Bothe the securities watchdogs and private shareholders play a part in watching the disclosures. Additionally, insiders are forbidden from trading on information prior to its publication or announcement. Generally, there are two schools of thought regrding the global trend toward increased financial disclosure by publicly traded firms.

The investor primacy outlook, which has been prevailing in the US and most of the English-speaking countries, focuses on the set of control issues that crop up in publicly traded firms in which shares are held and traded by many persons with tiny or no administration link to the firm. This is the agency cost problem ensuing from the division of ownership from management.

The second school of thought, popular in Europe and Asia, is where firms are viewed as entities with a quasi-public nature and responsibility. In this outlook, the correct goal of corporate governance is viewed as a balancing of interests amongst all of the firm's stakeholders. This "stakeholder outlook" of the ccorporation is not strongly grounded in a strong theoretical base.

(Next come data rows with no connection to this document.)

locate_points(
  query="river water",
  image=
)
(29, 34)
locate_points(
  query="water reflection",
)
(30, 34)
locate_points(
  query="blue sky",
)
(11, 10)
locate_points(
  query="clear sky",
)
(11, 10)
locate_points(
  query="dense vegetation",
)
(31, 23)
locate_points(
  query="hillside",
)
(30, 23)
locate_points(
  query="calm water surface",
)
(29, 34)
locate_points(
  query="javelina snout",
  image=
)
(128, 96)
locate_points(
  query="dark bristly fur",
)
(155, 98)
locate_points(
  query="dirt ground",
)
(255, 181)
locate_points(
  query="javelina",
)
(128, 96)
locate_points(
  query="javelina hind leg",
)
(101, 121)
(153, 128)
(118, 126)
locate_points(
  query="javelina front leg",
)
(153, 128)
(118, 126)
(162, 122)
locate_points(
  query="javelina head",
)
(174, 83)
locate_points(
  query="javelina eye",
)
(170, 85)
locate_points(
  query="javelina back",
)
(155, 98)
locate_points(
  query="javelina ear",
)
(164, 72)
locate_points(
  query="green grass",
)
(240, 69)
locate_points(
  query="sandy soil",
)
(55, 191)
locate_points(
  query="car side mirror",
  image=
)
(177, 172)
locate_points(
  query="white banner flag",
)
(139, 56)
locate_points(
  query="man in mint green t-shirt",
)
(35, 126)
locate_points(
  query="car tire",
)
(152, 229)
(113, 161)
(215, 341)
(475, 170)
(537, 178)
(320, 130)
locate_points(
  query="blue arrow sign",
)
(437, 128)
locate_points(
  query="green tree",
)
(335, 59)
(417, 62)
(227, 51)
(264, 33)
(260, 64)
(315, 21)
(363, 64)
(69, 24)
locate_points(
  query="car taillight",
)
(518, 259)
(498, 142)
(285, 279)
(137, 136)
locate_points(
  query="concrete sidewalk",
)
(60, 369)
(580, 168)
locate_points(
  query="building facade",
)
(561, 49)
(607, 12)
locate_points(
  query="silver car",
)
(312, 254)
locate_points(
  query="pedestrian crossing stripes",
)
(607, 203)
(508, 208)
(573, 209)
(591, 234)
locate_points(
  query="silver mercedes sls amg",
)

The shareholder outlook offers profound and open financial markets, and comparatively independent boards and executives; however, each school of thought certainly has its own strengths and weakness. It leads to an improved disclosure. Improved disclosure aids in diminishing uncertainty in the market; therefore, escalating the stock prices.

Nonetheless, the requirement of improved disclosure result in escalating costs which are in the shape of preliminary preparation of fiscal statements, the constant costs related to periodic preparation of fiscal statements and the costs of collecting and dispensing information about the firm on a periodic basis. Disclosure is definitely a double-edged blade.